In [8]:
import os
from pathlib import Path
import numpy as np
import pandas as pd
import matplotlib.pyplot as plt
from sklearn.decomposition import PCA

INPUT_FILE = "input_pca_set_A_.csv"
OUT_DIR = Path("pca_set_A")
OUT_DIR.mkdir(parents=True, exist_ok=True)

SCREE_PNG = OUT_DIR / "scree.png"
LOADINGS_PNG = OUT_DIR / "pca_components_coefficients_plot.png"
BIPLOT_PNG = OUT_DIR / "pca_biplot_pc1_pc2.png"
CONTRIB_CSV = OUT_DIR / "pca_contributions_percent.csv"
CONTRIB_MD  = OUT_DIR / "pca_contributions_percent.md"

In [9]:
if not Path(INPUT_FILE).exists():
    raise FileNotFoundError(f"Could not find {INPUT_FILE}")

df = pd.read_csv(INPUT_FILE)
metrics = list(df.columns)
X = df.to_numpy(dtype=float)

X = X - X.mean(axis=0, keepdims=True)

n_components = min(10, X.shape[1])  # up to 10 PCs or number of features
pca = PCA(n_components=n_components, svd_solver="full", random_state=0)
scores = pca.fit_transform(X)                   # projected samples
evr = pca.explained_variance_ratio_             # length = n_components
cum_evr = np.cumsum(evr)
components = pca.components_                    # shape (n_components, n_features)
loadings = components.T                         # shape (n_features, n_components)

In [10]:
plt.figure(figsize=(9, 6))
xs = np.arange(1, n_components + 1)
plt.plot(xs, evr, marker="o", label="Explained variance ratio")
plt.plot(xs, cum_evr, marker="s", label="Cumulative variance")
plt.xlabel("Principal Component")
plt.ylabel("Variance Ratio")
plt.title("Scree Plot & Cumulative Variance")
plt.xticks(xs)
plt.legend()
plt.tight_layout()
plt.savefig(SCREE_PNG, dpi=300)
plt.close()

In [11]:
fig, ax = plt.subplots(figsize=(14, 6))
ind = np.arange(len(metrics))
width = 0.8 / n_components  # fit all PCs inside each metric slot

for j in range(n_components):
    ax.bar(ind + j * width, loadings[:, j], width, label=f"PC{j+1}")

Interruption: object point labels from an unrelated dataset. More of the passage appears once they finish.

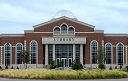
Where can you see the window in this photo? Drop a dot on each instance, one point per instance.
(94, 47)
(64, 29)
(57, 30)
(71, 30)
(19, 49)
(33, 52)
(120, 51)
(7, 52)
(108, 52)
(77, 49)
(50, 53)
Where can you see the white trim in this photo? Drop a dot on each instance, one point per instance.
(10, 53)
(111, 52)
(12, 35)
(36, 51)
(1, 55)
(60, 18)
(126, 54)
(117, 54)
(67, 32)
(42, 32)
(116, 34)
(28, 31)
(16, 51)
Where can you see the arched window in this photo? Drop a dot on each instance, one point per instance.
(64, 29)
(120, 53)
(108, 52)
(7, 53)
(57, 30)
(19, 49)
(70, 30)
(94, 48)
(33, 52)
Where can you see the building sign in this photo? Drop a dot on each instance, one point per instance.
(63, 40)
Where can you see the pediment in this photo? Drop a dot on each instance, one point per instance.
(66, 18)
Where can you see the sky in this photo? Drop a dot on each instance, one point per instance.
(19, 15)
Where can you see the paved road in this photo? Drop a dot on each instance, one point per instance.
(6, 79)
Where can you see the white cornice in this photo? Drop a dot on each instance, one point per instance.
(64, 17)
(12, 35)
(28, 31)
(116, 34)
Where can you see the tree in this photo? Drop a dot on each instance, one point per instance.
(25, 57)
(101, 58)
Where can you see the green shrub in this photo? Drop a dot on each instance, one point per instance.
(6, 67)
(59, 64)
(120, 67)
(101, 66)
(12, 67)
(77, 66)
(0, 67)
(62, 74)
(115, 67)
(17, 67)
(52, 65)
(127, 67)
(110, 68)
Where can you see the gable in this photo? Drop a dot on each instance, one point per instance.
(49, 26)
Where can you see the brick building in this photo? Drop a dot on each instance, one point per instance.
(64, 39)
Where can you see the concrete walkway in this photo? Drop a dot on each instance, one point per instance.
(9, 79)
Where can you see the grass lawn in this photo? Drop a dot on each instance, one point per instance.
(62, 74)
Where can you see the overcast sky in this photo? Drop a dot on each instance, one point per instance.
(19, 15)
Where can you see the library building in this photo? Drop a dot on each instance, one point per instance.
(64, 38)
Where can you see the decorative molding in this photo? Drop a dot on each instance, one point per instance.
(12, 35)
(64, 17)
(111, 35)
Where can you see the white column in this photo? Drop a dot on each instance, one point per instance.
(54, 52)
(24, 44)
(46, 54)
(103, 50)
(126, 55)
(74, 53)
(1, 56)
(81, 53)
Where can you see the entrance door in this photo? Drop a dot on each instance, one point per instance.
(66, 62)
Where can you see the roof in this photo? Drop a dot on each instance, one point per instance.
(64, 17)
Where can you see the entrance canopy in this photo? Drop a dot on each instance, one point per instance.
(63, 40)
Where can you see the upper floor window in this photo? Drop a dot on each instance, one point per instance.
(120, 54)
(94, 48)
(57, 30)
(64, 29)
(108, 53)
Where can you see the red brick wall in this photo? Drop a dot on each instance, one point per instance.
(37, 37)
(114, 41)
(89, 37)
(13, 41)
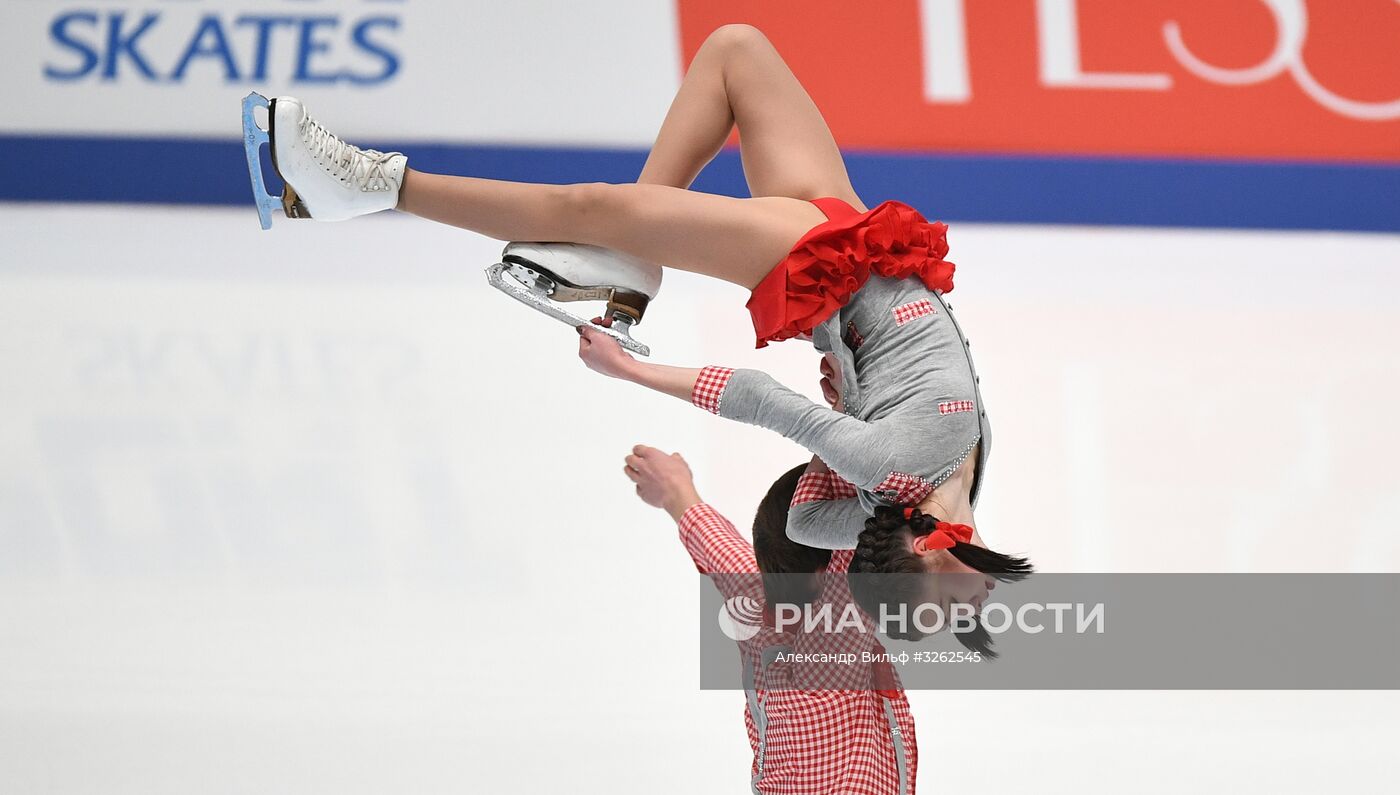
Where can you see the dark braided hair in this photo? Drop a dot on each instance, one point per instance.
(885, 546)
(788, 567)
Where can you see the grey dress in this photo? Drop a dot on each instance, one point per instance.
(913, 407)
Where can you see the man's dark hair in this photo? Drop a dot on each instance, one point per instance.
(885, 547)
(781, 560)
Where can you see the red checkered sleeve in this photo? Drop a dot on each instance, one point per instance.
(818, 486)
(709, 388)
(714, 543)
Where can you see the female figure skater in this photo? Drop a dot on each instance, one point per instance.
(865, 286)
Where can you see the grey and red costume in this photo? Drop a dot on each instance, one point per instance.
(868, 287)
(832, 728)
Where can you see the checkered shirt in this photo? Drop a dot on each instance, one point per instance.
(819, 741)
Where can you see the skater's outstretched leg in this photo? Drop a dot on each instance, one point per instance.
(737, 77)
(737, 240)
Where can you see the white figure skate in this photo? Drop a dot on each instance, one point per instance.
(541, 275)
(324, 177)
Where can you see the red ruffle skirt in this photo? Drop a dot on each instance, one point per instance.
(835, 259)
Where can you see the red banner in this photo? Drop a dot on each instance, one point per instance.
(1234, 79)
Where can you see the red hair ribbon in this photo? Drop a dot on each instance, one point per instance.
(947, 533)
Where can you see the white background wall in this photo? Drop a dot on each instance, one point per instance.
(317, 511)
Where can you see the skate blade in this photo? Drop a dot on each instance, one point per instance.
(254, 139)
(497, 279)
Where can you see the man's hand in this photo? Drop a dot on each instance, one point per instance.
(602, 353)
(662, 480)
(830, 384)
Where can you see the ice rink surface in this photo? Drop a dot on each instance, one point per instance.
(314, 510)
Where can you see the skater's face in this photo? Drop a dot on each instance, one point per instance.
(952, 581)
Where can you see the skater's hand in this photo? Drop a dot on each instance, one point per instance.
(602, 353)
(662, 480)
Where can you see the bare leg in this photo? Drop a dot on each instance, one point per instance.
(788, 157)
(738, 79)
(735, 240)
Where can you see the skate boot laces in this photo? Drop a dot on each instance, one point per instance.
(350, 164)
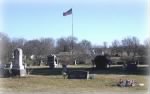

ax.axhline(0, linewidth=1)
ax.set_xticks(ind + width * (n_components - 1) / 2)
ax.set_xticklabels([m.replace("_", " ") for m in metrics], rotation=45, ha="right")
ax.set_ylabel("Coefficient value")
ax.set_title("PCA Component Coefficients (loadings directions)")
ax.legend(title="Principal Components", ncols=min(n_components, 5))
fig.tight_layout()
fig.savefig(LOADINGS_PNG, dpi=300)
plt.close(fig)

In [12]:
fig, ax = plt.subplots(figsize=(10, 8))

ax.scatter(scores[:, 0], scores[:, 1], marker="x", alpha=0.7, label="Samples")
scaled_loadings = loadings[:, :2] * np.sqrt(pca.explained_variance_[:2])

score_range = max(np.ptp(scores[:, 0]), np.ptp(scores[:, 1]))
arrow_max = np.max(np.linalg.norm(scaled_loadings, axis=1))
scale = 0.85 * score_range / (arrow_max if arrow_max > 0 else 1.0)

for i, (lx, ly) in enumerate(scaled_loadings):
    ax.arrow(0, 0, lx * scale, ly * scale, width=0.0, head_width=0.12,
             length_includes_head=True, alpha=0.9, color="red")
    ax.text(lx * scale * 1.05, ly * scale * 1.05, metrics[i].replace("_", " "),
            color="red", ha="center", va="center")

ax.axhline(0, color="gray", linewidth=1)
ax.axvline(0, color="gray", linewidth=1)
ax.set_xlabel(f"PC1 ({evr[0]*100:.2f}%)")
ax.set_ylabel(f"PC2 ({evr[1]*100:.2f}%)")
ax.set_title("PCA Biplot (PC1 vs PC2)")
ax.legend(loc="upper right")
fig.tight_layout()
fig.savefig(BIPLOT_PNG, dpi=300)
plt.close(fig)

In [13]:
sq_loadings = loadings ** 2                                 # (features x components)
col_sums = sq_loadings.sum(axis=0, keepdims=True)           # (1 x components)
contrib = (sq_loadings / np.where(col_sums == 0, 1, col_sums)) * 100.0

k = min(6, contrib.shape[1])
contrib_k = contrib[:, :k]

contrib_df = pd.DataFrame(contrib_k, index=metrics,
                          columns=[f"PC{i+1}" for i in range(k)]).round(2)

contrib_df.to_csv(CONTRIB_CSV, index_label="Metric")

with open(CONTRIB_MD, "w", encoding="utf-8") as f:
    f.write("| Metric | " + " | ".join(contrib_df.columns) + " |\n")
    f.write("|" + " --- |" * (len(contrib_df.columns) + 1) + "\n")
    for metric, row in contrib_df.iterrows():
        f.write("| **" + metric.replace("_", "\\_") + "** | " +
                " | ".join(f"{val:.2f}" for val in row.values) + " |\n")

print("Column sums (%):", np.round(contrib_df.sum(axis=0).values, 2))

print("\nSaved outputs in:", OUT_DIR.resolve())
for p in [SCREE_PNG, LOADINGS_PNG, BIPLOT_PNG, CONTRIB_CSV, CONTRIB_MD]:
    print(" -", p)

Column sums (%): [100.   100.   100.01  99.99 100.   100.01]

Saved outputs in: /home/max/gits/pca-notebook/pca_set_A
 - pca_set_A/scree.png
 - pca_set_A/pca_components_coefficients_plot.png
 - pca_set_A/pca_biplot_pc1_pc2.png
 - pca_set_A/pca_contributions_percent.csv
 - pca_set_A/pca_contributions_percent.md